If you listen to the drama mongers enough, you might start to believe that the grimacing, fire-lit mobs of the on-screen extremes are representative of the disagreements among everyday Americans. I suspect that the more we trust in this narrative of conflict — rather than facts and our own lived experience — the more true it may become.

The drama-mongers divide our states ineluctably into reds and blues, with a handful of purples. But the truth is less dramatic. With the exceptions of only two states (West Virginia and Wyoming), neither major candidate in the recent presidential contest won more than two-thirds of the vote. In California, every third voter you’ll meet went for the Republican candidate. In Idaho, every third voter you’ll meet went for the Democrat. Most other states were more evenly split.

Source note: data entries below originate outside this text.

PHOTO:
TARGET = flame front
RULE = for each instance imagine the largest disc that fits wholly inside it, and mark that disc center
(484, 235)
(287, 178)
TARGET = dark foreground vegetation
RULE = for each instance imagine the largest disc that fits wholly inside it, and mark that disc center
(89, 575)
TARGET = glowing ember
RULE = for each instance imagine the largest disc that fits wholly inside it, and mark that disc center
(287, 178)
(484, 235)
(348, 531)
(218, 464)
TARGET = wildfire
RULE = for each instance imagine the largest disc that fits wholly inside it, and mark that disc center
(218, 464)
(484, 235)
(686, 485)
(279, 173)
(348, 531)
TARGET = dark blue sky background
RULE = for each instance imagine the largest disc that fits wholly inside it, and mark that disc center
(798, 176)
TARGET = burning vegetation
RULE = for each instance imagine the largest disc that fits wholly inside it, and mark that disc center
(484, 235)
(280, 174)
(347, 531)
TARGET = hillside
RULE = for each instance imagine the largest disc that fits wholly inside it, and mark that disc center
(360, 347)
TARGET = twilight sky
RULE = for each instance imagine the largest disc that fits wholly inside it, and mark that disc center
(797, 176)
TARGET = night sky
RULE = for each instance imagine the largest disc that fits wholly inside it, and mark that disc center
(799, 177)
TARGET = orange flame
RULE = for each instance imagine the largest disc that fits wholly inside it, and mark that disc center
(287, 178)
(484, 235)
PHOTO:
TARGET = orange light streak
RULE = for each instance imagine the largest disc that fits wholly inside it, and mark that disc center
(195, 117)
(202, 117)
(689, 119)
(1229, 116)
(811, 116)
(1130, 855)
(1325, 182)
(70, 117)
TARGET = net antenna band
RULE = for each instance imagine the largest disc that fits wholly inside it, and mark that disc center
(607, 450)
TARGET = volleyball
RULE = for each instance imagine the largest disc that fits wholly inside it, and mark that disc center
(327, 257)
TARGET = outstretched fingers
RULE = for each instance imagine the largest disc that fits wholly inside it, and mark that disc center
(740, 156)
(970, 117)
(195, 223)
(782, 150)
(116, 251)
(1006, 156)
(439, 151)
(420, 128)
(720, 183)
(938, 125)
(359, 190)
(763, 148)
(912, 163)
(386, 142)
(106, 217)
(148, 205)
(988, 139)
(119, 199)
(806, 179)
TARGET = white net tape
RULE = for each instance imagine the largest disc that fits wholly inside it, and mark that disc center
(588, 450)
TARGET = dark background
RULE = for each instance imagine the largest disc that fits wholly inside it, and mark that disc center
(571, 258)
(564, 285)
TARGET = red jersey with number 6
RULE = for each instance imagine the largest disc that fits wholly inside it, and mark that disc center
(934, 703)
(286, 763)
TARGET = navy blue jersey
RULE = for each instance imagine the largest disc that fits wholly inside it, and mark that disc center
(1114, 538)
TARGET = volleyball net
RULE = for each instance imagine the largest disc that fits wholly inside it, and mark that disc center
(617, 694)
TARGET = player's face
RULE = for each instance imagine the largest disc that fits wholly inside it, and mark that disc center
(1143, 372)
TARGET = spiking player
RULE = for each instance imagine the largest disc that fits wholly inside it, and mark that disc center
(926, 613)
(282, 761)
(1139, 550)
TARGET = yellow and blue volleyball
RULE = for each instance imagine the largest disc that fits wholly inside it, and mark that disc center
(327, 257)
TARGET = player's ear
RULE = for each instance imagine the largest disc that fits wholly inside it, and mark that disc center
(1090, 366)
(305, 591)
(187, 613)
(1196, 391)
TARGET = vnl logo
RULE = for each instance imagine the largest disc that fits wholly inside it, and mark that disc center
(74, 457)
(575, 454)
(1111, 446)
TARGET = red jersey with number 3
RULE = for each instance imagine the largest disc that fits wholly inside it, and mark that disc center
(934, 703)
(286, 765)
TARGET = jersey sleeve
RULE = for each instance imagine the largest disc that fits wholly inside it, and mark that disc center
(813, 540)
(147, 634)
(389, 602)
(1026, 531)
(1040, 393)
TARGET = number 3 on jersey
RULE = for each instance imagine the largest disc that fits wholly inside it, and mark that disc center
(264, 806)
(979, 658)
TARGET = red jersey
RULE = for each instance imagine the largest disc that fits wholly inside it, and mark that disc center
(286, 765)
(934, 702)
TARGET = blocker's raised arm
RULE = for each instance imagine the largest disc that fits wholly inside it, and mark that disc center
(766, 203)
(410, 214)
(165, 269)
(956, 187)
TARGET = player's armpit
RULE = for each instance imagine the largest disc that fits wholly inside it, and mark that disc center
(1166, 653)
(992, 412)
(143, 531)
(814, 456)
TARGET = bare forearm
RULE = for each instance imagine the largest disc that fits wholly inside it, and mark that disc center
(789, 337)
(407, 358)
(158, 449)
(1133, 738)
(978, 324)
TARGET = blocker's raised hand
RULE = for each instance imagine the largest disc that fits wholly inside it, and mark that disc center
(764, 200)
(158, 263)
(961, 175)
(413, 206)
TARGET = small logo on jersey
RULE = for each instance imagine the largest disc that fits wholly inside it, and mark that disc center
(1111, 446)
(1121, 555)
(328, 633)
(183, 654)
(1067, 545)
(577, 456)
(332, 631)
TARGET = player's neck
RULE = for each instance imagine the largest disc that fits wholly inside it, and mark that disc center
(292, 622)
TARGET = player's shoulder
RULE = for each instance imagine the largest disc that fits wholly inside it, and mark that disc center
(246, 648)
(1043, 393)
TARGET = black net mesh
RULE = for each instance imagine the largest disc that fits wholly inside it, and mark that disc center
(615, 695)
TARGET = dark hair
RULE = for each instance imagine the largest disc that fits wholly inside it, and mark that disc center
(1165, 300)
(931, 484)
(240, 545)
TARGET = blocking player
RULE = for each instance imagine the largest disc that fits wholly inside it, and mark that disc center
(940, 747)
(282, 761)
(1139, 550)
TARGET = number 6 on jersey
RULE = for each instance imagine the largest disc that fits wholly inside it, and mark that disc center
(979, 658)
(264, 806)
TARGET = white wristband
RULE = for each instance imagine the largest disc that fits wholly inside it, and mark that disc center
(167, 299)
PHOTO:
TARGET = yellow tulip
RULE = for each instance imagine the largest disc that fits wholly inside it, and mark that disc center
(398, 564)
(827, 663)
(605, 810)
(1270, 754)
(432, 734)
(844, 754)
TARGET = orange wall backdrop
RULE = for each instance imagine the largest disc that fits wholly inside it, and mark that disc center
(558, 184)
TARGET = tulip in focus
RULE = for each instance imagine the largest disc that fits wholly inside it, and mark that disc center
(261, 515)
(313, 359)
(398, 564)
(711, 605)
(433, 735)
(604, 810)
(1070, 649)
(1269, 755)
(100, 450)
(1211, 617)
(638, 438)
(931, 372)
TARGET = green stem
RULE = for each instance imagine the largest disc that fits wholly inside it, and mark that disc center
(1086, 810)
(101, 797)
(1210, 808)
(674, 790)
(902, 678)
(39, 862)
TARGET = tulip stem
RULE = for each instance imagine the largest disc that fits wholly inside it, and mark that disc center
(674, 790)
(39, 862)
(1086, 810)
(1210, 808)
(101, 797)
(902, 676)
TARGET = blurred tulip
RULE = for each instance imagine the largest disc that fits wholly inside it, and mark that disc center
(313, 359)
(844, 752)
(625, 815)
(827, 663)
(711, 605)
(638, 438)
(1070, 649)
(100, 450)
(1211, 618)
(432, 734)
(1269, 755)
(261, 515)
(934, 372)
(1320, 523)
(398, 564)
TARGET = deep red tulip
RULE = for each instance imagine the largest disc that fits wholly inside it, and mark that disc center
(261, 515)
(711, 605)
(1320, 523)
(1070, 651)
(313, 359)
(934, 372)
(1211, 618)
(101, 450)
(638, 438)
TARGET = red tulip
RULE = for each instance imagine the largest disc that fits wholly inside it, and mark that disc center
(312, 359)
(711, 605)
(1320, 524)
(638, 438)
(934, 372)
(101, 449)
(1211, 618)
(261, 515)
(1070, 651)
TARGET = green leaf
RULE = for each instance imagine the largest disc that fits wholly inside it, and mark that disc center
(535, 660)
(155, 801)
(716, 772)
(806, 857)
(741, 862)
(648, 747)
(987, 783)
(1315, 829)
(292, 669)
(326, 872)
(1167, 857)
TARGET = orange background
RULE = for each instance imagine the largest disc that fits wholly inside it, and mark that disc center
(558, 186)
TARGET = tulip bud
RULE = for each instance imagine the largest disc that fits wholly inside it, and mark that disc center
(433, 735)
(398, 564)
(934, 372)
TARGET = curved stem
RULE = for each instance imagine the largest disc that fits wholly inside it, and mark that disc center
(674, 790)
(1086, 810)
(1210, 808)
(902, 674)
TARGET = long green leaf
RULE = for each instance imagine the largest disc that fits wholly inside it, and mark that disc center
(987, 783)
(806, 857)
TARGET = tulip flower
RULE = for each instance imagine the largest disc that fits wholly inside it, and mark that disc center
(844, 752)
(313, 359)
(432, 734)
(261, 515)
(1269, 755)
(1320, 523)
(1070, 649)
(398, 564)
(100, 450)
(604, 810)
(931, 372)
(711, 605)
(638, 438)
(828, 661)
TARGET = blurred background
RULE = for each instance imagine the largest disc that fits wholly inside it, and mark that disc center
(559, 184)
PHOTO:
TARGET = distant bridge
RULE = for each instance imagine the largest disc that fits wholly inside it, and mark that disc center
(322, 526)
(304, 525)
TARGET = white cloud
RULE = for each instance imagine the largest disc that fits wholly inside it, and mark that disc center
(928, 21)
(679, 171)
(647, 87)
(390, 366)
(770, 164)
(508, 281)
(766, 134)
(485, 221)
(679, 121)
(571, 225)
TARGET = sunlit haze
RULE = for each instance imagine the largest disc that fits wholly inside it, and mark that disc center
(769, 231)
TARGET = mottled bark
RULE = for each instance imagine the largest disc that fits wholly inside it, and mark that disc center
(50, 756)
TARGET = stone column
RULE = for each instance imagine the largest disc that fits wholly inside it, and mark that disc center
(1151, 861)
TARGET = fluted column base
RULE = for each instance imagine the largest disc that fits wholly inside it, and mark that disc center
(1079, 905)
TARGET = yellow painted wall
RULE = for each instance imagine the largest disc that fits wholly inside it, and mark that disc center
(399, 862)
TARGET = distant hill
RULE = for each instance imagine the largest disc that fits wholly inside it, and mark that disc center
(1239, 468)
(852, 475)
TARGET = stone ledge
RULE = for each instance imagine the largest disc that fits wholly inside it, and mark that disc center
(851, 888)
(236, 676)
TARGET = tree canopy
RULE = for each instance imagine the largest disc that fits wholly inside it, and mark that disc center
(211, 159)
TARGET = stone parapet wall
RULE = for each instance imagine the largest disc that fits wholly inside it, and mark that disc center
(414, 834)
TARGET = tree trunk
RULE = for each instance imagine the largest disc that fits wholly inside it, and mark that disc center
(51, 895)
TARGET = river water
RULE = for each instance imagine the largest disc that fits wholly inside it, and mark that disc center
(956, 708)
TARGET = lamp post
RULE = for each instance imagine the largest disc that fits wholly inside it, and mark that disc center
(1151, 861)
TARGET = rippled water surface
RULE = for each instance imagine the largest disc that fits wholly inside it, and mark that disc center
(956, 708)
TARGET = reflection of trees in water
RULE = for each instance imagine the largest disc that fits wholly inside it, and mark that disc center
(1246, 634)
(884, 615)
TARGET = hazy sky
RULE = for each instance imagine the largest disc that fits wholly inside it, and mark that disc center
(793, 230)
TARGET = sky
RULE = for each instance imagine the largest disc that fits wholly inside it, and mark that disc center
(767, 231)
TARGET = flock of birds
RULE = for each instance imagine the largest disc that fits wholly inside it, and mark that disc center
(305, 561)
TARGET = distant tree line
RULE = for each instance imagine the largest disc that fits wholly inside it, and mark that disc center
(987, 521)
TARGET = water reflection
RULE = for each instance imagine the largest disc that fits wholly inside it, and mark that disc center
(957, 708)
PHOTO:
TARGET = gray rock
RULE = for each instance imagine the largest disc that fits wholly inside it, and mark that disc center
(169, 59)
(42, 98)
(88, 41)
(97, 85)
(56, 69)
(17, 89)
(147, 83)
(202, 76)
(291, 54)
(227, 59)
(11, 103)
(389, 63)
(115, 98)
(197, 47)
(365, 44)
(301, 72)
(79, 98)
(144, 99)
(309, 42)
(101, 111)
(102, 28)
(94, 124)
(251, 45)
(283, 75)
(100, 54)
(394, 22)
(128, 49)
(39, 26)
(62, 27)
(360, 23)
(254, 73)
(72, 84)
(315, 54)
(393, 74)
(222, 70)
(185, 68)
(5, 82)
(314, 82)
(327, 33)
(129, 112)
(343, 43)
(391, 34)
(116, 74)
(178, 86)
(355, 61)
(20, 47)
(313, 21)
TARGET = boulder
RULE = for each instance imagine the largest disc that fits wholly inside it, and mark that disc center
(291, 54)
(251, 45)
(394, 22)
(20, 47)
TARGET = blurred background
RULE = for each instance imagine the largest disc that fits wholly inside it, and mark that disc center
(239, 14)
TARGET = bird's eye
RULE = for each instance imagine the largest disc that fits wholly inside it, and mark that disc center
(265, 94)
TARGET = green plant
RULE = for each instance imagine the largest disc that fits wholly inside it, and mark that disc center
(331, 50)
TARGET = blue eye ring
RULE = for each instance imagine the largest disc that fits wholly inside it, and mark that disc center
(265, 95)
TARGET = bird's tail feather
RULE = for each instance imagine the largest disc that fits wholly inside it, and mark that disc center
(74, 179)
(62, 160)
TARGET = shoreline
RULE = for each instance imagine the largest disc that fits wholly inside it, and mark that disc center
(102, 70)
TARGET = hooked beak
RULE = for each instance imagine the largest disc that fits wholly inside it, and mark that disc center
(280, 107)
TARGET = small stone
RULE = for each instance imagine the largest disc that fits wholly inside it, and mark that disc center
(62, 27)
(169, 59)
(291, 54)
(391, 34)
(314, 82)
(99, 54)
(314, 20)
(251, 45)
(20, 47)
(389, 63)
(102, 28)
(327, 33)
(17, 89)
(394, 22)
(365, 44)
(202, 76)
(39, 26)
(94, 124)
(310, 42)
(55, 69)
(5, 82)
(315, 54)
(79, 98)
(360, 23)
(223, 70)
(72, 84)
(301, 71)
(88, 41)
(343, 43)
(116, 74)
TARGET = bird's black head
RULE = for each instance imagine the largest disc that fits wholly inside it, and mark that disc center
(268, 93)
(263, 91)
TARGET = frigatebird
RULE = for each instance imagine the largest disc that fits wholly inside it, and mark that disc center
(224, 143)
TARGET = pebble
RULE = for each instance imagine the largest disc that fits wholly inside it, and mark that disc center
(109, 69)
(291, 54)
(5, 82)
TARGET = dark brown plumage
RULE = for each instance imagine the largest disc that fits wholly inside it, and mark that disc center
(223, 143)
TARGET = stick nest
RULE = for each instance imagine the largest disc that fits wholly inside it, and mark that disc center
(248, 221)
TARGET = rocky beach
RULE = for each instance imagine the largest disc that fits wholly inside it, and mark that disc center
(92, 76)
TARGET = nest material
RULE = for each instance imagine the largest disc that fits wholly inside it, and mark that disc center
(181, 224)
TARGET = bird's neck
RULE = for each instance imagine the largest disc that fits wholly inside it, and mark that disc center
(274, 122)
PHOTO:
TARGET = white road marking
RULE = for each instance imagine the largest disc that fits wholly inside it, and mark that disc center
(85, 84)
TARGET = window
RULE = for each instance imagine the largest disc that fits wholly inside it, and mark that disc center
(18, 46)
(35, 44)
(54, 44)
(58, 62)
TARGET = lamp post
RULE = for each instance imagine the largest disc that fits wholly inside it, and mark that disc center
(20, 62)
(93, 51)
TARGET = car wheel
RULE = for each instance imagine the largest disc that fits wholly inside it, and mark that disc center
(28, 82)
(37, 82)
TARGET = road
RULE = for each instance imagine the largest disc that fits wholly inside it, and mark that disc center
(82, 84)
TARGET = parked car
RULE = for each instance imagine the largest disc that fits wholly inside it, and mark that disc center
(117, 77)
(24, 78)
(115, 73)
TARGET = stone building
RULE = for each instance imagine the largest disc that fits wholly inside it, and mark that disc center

Drama-mongers also suggest the parties are hopelessly cleft along racial and ethnic lines. But the recent election undramatically showed a trend in the opposite direction. The Republican presidential candidate made major gains among Hispanic voters (with more than one-third in his column) and won a greater percentage of the African-American vote than any Republican candidate since 1960. A greater percentage of white men went for the Democrat compared to the last election.

The drama-mongers will plead their case by pointing out that we’re divided within our states. Let’s explore this view by taking Utah as an example. It is true that our state has become more ideologically divided on national hot-button issues. The recent Utah Foundation report, “Red, Gray and Blue: The Issues that Unite and Divide Utah Voters,” found that Republicans and Democrats in Utah have become more polarized on those abstract issues.

But how divided are we on the issues right in front of us? Utah Foundation’s 2020 Utah Priorities Project survey found general agreement among voters that the top five priorities for the state are: healthcare costs/accessibility; taxes/government spending; K-12 education; jobs/the economy; and public health. Utahns across the demographics of age, sex and ethnicity put all five priorities somewhere in their top 10. These priorities are even common across political parties, with the only exception being that Democrats did not prioritize state taxes and government spending. And there is almost perfect agreement among Republicans, unaffiliated voters and Democrats as to the relative importance of both K-12 education and housing affordability issues.

Interestingly, Utah Republicans and Democrats also appear to agree that partisanship and division is not a top concern. Only the unaffiliated voters see division as a priority issue. However, they make up one-third of the electorate, so their view on this does add up.

Yes, there are differences between Republicans and Democrats in terms of what matters to them. For instance, Republicans worry more about taxes, the economy, growth management and crime. Democrats are more worried about racial issues, public health, homelessness and climate change.

Still, there’s an awful lot of common ground at the state and local levels on issues we understand and can wrestle because they’re right before us. Though it may not satisfy our lust for the national drama, it is well worth surveying this common ground for real solutions to real problems. The payoff is far greater than burning all your civic energy on a fanciful place called Washington, D.C., where the politics too often resemble a Punch and Judy act — and the cable news channels are all too happy to exploit the puppet-show drama for higher ratings.